世界には住民が必要だ。神はそれすらも創った。人間を模した眷属たちを生み出し、常夜に住まわせた。そして在りし日のあのムラの祭りが永遠に続くように、思いつく限りの娯楽を常夜に詰め込んだ。
神は時折、現世から人を呼ぶ。呼ばれた人間は常夜で遊び、食べ、存分に楽しみ、そして「心の星」を生み出して、また現世に帰っていく。人間の感情から発生した「心の星」は神の元へ集まり、神は「心の星」を集めて、常夜を形成するあらゆるものを生み出し、この世界を維持していく。
舞台は今の常夜の景色を描いて幕を閉じた。拍手で満たされた芝居小屋は、光で満ちていた。
舞台の中央で、舞い手の少女を演じていた役者。彼女を照らす光は、スポットライトではなかった。照明から舞台に向かって伸びる光の筋がどこにもないのだ。あれは、言うなれば、彼女自身が発光していたようにすら思えた。神が魅せられた舞い手の少女も、きっとそうだったのだろう。
◇
「いかがでしたか」
芝居小屋を後にした私に、めぐるさんが問いかけた。
「楽しかったです、とても」
「その言葉を頂けて、幸甚に存じます」
そのときだった。私の胸のあたりから、ふわりと光る球体が浮かび上がってきた。
「これは……」
「マレビト様の、心の星でございます」
私から生まれた心の星は、空を目指して飛んでいく。しばらくその光景を見つめていたが、やがてそれは空に溶けるように消えて見えなくなった。
「きっと我が主も喜んでいることでしょう」
めぐるさんは満足そうに言う。
「主?」
「この世界をお創りになった、虚津星見神(そらつほしみのかみ)様にございます」
今しがた見た芝居に出ていた「神」。虚津星見神というのか。ということは、つまりその神を「主」と呼ぶめぐるさんは、その神の眷属なのだろう。
「マレビト様」
気づくと私は、最初に立っていた地点に戻って来ていた。
「お別れの時間が来たようです」
常夜に来た人間は、心の星を生み出し、また現世に帰っていく。
「めぐるさん」
私は最後に、彼女に質問をした。
「また、来られますか」
「マレビト様がそう望まれるのなら、きっといずれ」
微笑む彼女は、持っていたランタンを高く掲げる。ランタンが激しい光を放ったかと思うとその光は私を包む。それが、常夜で見た最後の光景だった。
◇
「あれ、寝てた……?」
目を覚ますと、私は自室のベッドの上に横たわっていた。何か夢を見ていた気がするけれど、はっきりと思い出せない。枕元には、古本市で買った本が置かれている。

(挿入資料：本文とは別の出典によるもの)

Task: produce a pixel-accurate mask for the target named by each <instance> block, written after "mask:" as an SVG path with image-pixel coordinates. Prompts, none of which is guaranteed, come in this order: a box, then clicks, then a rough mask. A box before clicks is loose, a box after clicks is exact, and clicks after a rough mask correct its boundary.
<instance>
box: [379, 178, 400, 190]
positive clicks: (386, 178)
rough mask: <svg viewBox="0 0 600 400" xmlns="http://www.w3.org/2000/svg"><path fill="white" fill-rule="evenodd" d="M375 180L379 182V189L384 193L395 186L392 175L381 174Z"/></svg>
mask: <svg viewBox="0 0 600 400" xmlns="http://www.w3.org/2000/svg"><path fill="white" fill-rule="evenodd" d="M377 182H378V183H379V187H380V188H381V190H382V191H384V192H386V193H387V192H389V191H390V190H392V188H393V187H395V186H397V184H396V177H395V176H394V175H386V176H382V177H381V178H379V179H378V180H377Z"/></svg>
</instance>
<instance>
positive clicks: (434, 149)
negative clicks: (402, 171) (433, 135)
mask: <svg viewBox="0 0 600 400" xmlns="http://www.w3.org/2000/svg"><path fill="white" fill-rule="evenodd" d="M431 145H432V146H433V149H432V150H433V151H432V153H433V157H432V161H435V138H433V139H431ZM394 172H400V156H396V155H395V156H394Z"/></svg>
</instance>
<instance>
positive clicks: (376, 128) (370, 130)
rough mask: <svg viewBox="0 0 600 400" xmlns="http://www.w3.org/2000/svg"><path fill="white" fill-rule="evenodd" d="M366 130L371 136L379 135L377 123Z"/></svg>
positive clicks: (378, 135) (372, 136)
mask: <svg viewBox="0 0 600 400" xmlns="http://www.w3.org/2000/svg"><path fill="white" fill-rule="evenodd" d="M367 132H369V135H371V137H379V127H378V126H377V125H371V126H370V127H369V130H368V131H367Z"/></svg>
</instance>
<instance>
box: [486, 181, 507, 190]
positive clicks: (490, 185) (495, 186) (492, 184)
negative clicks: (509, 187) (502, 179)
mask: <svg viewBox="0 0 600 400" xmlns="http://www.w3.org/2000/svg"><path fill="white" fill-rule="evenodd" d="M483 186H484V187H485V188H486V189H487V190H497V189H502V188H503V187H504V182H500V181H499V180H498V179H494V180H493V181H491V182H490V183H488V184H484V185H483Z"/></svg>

身体を起こすと、服のポケットから何かが落ちる。拾い上げたそれは、小さなうさぎの置物だった。瑠璃色の目が埋め込まれたうさぎ。どこで買ったのかは思い出せないけれど、なぜだか無性に懐かしい気がする。
縁日で遊んだような、劇場に行ったような。断片的な記憶は朧げに残っているが、それらがひとつの像を結ばない。しかし心の中は不思議と温かく、ほんの僅かに、いつもと同じ世界が輝いて見えるような気がした。